Frage: Wie wichtig ist Nähe zu den eigenen Wurzeln? Sie leben in München, also weit weg von der Heimat des Nordlichts…

Antwort: Als Schauspieler bin ich ja nun viel in Gedankenwelten unterwegs. Da braucht es drumherum – für mich zumindest – ein friedliches Leben, und das schenkt mir die Familie. Meine Frau Judith ist Münchnerin, die vier Söhne sind dort geboren, ich spüre viel Süden. An einem bayerischen See bei saurem Radler auf schneebedeckte Berge schauen: Da ist nix verkehrt.

Frage: Machen Sie trotzdem nach Borowskis Pensionierung eine Weltreise? Oder arbeiten Sie einfach weiter?

Antwort: Beides zugleich. Reisen, aber nicht als Tourist, sondern mit Menschen in der Arbeit zusammenkommen wie voriges Jahr, als ich in Neumünster und Wiesbaden mit Lang Lang und seiner Frau Alice “Karneval der Tiere” aufgeführt und davor vier Monate in Budapest und danach zwei Monate in Brasilien gedreht habe. Ich bin einfach sehr dankbar für alles.

Frage: Auch, dass dieser Aufwand mit Rundfunkbeiträgen finanziert wurde?

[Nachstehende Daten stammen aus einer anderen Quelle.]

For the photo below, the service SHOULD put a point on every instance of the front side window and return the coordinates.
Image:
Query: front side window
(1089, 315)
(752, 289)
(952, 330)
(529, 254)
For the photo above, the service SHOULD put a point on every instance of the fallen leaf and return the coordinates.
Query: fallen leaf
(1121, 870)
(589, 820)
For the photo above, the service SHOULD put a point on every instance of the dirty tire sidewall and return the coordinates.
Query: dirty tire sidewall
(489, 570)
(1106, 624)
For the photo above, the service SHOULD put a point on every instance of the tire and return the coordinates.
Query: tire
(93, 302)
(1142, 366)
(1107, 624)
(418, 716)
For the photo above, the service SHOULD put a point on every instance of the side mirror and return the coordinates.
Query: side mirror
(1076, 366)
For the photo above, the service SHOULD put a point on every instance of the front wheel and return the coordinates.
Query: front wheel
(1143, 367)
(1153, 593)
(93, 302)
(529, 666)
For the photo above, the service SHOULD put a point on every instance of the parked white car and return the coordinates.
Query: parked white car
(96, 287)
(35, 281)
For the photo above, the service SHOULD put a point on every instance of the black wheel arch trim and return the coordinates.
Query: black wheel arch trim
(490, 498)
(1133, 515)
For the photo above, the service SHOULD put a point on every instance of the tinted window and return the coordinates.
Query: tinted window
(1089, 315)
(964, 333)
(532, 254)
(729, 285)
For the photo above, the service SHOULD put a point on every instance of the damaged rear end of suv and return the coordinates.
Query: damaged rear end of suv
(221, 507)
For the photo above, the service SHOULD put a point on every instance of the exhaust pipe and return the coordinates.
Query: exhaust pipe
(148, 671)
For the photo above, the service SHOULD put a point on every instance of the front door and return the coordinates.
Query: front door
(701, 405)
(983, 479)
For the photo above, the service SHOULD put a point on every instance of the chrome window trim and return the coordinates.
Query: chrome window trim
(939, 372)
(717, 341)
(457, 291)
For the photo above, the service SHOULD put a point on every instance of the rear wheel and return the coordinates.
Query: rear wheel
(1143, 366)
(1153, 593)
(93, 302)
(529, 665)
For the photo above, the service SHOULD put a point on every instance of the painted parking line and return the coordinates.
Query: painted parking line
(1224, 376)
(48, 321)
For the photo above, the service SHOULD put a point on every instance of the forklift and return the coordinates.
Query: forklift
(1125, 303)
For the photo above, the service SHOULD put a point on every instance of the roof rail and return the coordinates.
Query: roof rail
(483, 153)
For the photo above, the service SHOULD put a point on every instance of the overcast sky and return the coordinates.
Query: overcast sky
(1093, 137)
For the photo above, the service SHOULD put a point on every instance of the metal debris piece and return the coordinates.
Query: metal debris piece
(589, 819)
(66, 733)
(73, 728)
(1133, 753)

Antwort: Den zahle ich selbstverständlich gern. Unabhängige Nachrichten, Vermittlung von Meinungsvielfalt und Wissen sollten durch den Verbraucher finanziert werden. Dass davon allerdings auch überzogene Pensionszahlungen finanziert werden, sollte rasch überprüft werden und aufhören.